Senior AI & Data Engineer
An AI-powered analytics platform for revenue and commissions reporting within a large investment banking environment. The platform enables business users to interact with complex financial data through natural language, combining business-rule-aware Text-to-SQL, agent-driven analytics workflows, streaming responses, and voice interfaces to accelerate reporting and decision-making.
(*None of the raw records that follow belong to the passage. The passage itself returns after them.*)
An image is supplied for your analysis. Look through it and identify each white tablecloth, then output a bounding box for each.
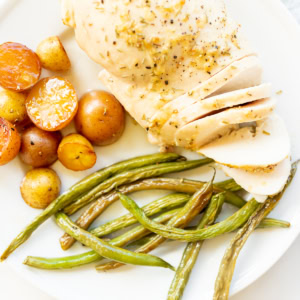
[0,0,300,300]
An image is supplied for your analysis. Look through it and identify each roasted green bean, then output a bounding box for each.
[167,193,225,300]
[96,181,213,270]
[64,158,213,215]
[55,213,174,270]
[0,153,180,261]
[60,178,241,250]
[213,162,298,300]
[90,194,190,237]
[23,208,181,270]
[61,193,190,250]
[120,194,259,242]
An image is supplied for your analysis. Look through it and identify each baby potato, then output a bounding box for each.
[0,118,21,166]
[75,91,125,146]
[21,168,61,209]
[0,88,29,124]
[57,133,97,171]
[20,126,62,168]
[36,36,71,72]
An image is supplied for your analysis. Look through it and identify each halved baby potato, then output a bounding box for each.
[57,133,97,171]
[0,42,41,92]
[21,168,61,209]
[0,87,28,124]
[0,118,21,166]
[36,36,71,72]
[26,76,78,131]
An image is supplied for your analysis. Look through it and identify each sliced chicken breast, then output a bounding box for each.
[198,114,291,172]
[160,83,271,145]
[149,56,262,139]
[222,157,291,201]
[175,98,276,150]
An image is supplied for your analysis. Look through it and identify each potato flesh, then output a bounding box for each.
[21,168,61,209]
[58,134,97,171]
[0,118,21,166]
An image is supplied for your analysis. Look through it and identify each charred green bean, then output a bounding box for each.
[120,194,259,242]
[213,161,298,300]
[0,153,181,261]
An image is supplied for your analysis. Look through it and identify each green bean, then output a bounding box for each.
[60,178,241,250]
[213,162,298,300]
[64,158,213,215]
[120,194,259,242]
[55,212,174,270]
[23,208,180,270]
[0,153,180,261]
[257,218,291,228]
[96,181,213,270]
[90,194,190,237]
[167,193,225,300]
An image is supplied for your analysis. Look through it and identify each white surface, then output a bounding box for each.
[0,0,300,300]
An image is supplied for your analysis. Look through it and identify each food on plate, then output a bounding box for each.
[0,87,28,124]
[36,36,71,72]
[96,177,214,267]
[20,126,62,168]
[21,168,61,209]
[62,0,290,201]
[0,0,298,300]
[56,213,174,271]
[0,153,180,261]
[60,178,245,250]
[57,133,97,171]
[75,91,125,146]
[0,42,41,92]
[26,76,78,131]
[0,117,21,166]
[167,193,225,300]
[23,208,180,270]
[64,158,213,215]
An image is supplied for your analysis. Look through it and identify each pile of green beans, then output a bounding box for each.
[60,178,245,250]
[0,153,297,300]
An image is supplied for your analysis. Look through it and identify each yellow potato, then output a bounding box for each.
[36,36,71,72]
[57,133,97,171]
[21,168,61,209]
[0,88,28,124]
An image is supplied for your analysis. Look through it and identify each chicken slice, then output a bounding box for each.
[175,98,276,151]
[198,114,291,172]
[222,157,291,202]
[149,56,262,138]
[155,84,271,145]
[99,56,261,131]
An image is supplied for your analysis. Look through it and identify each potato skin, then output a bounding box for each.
[0,88,29,124]
[57,133,97,171]
[75,91,125,146]
[20,168,61,209]
[0,118,21,166]
[36,36,71,72]
[20,126,62,168]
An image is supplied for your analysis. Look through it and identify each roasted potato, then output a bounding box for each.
[20,126,62,168]
[0,88,28,124]
[36,36,71,72]
[0,42,41,92]
[57,133,97,171]
[75,91,125,146]
[0,118,21,166]
[21,168,61,209]
[26,76,78,131]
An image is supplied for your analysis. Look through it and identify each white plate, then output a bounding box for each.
[0,0,300,300]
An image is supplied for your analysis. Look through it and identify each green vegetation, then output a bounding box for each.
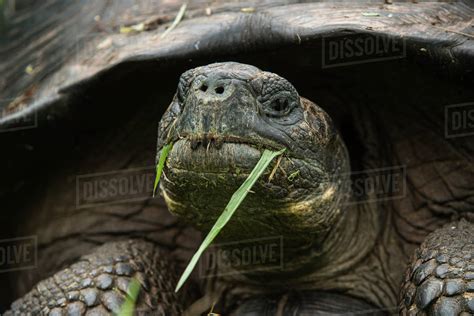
[174,149,285,292]
[117,279,140,316]
[153,143,173,196]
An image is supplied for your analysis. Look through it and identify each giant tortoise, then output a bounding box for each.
[0,0,474,315]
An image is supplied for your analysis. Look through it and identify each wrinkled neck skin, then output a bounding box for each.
[158,63,379,302]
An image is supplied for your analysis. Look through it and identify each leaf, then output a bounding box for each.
[153,143,173,197]
[175,148,285,292]
[118,279,140,316]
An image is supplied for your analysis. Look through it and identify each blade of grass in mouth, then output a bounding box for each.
[175,149,285,292]
[153,143,173,197]
[117,279,140,316]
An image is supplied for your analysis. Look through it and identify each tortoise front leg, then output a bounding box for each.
[400,220,474,315]
[5,239,186,315]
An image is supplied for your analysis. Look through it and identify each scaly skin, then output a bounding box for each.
[158,63,398,308]
[7,63,473,315]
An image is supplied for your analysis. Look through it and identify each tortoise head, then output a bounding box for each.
[158,62,349,254]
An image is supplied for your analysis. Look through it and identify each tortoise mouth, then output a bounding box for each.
[168,133,285,152]
[167,135,276,175]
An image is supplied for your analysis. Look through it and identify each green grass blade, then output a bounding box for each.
[175,149,285,292]
[117,279,140,316]
[153,143,173,197]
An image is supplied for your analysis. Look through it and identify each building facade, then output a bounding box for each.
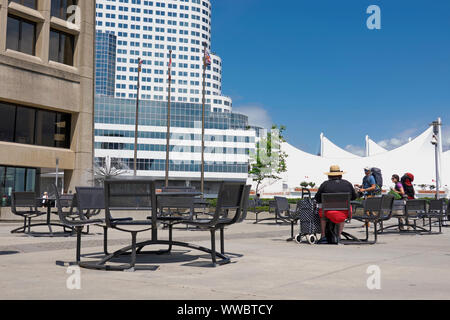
[94,0,256,194]
[96,0,232,112]
[0,0,95,206]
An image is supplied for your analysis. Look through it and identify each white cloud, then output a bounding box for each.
[233,104,273,129]
[377,129,418,150]
[345,144,366,157]
[442,126,450,151]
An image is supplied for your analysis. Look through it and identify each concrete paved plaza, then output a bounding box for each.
[0,216,450,300]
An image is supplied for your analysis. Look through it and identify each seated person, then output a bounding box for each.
[314,165,356,244]
[355,167,377,198]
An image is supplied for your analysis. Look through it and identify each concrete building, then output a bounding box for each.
[0,0,95,206]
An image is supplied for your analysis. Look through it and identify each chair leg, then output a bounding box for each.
[167,223,171,253]
[210,229,217,267]
[367,220,378,244]
[220,228,225,254]
[103,226,109,255]
[130,231,137,269]
[76,227,83,264]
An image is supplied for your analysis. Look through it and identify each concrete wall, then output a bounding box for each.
[0,0,95,195]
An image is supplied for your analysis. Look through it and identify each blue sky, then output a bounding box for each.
[212,0,450,153]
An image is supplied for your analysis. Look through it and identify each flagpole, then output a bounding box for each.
[166,50,172,187]
[133,58,142,176]
[200,42,207,197]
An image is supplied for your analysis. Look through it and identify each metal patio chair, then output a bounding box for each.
[274,197,300,241]
[175,182,249,266]
[352,195,394,244]
[77,177,157,271]
[236,185,252,223]
[157,197,194,229]
[253,199,282,224]
[422,199,447,233]
[162,186,208,217]
[11,192,47,233]
[322,193,362,244]
[52,184,104,264]
[405,199,430,233]
[217,185,252,254]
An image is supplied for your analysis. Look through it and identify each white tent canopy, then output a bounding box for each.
[366,136,388,157]
[320,134,360,159]
[253,127,450,193]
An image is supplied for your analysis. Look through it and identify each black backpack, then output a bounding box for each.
[370,168,383,193]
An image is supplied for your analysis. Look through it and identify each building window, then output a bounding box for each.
[51,0,78,20]
[0,166,38,207]
[0,103,72,148]
[49,29,75,66]
[9,0,37,9]
[0,103,16,142]
[6,15,36,56]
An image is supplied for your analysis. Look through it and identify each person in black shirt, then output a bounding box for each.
[314,165,356,243]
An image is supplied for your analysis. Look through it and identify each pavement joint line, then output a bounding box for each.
[264,251,429,289]
[0,230,292,253]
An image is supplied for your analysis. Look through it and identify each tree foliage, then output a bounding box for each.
[249,125,287,193]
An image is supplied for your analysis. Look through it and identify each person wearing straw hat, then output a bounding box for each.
[314,165,356,244]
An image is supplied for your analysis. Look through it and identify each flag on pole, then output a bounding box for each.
[204,46,211,66]
[169,50,172,82]
[138,58,144,72]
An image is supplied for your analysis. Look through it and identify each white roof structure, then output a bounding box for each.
[366,136,388,157]
[255,127,450,194]
[320,134,361,159]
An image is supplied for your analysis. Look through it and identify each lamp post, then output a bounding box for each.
[133,58,142,176]
[431,118,442,199]
[200,42,207,197]
[166,49,172,187]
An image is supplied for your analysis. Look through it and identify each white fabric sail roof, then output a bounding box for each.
[366,138,388,157]
[322,136,360,159]
[255,127,450,193]
[441,150,450,189]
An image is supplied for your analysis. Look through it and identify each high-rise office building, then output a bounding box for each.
[94,0,256,193]
[96,0,232,112]
[0,0,95,211]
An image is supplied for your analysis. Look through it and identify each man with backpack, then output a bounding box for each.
[355,167,383,227]
[355,167,378,198]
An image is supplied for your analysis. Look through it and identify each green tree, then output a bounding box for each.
[249,125,287,194]
[300,181,309,188]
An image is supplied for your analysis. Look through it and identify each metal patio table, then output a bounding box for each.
[79,191,230,271]
[36,197,73,236]
[378,199,428,233]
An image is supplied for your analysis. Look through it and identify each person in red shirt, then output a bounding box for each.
[314,165,356,244]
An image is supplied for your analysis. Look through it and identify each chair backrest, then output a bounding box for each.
[11,192,38,214]
[237,185,252,223]
[302,188,311,199]
[51,183,74,226]
[162,187,195,192]
[274,197,290,214]
[364,194,395,219]
[322,193,352,219]
[157,196,194,211]
[405,199,427,217]
[208,182,246,225]
[74,187,105,215]
[104,177,157,227]
[428,199,447,215]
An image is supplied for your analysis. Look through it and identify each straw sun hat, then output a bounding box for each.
[325,165,346,176]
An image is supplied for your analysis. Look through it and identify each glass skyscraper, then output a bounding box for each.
[95,0,256,193]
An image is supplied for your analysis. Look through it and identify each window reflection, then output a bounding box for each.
[6,15,36,55]
[0,102,72,148]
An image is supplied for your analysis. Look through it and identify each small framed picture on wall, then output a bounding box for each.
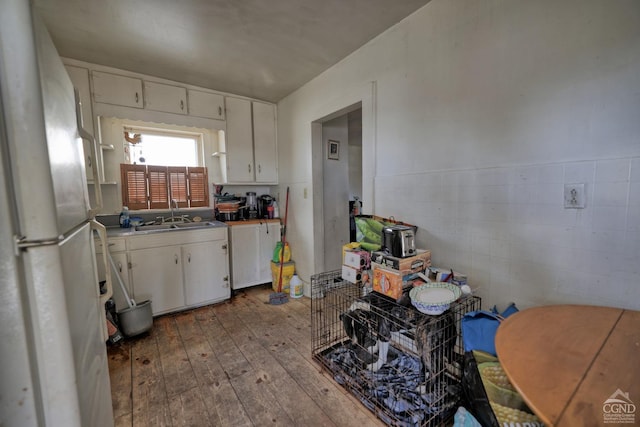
[327,139,340,160]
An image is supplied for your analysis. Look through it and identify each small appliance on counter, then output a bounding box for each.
[244,191,258,219]
[214,194,246,221]
[382,225,416,258]
[258,194,275,218]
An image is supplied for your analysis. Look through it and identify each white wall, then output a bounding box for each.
[278,0,640,309]
[322,115,349,270]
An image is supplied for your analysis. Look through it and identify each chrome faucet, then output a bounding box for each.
[169,199,178,222]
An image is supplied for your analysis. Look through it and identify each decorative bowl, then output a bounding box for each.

- Architected and owned the agent runtime, with agents defined declaratively in Postgres and compiled at query time into LangGraph execution graphs served through FastAPI with streaming and voice capabilities;
- Built a Model Context Protocol (MCP) ecosystem from scratch, creating an orchestration layer that connected to internal retrieval services providing RAG and GraphRAG capabilities for business-rule-aware Text-to-SQL;
- Shipped an offline evaluation pipeline with release guardrails that blocked agent versions regressing on quality, latency, or cost;
- Built a data flywheel for continuous improvement by streaming Langfuse and Postgres traces to S3 and assembling supervised fine-tuning and preference datasets from labeled agent trajectories;
- Developed an event-driven distributed enrichment platform on AWS Step Functions and Lambda using Observer and Pub-Sub patterns for high-throughput, low-latency data processing;
- Added automated chart generation and presentation export as agent tools, reducing reporting turnaround time from hours to minutes.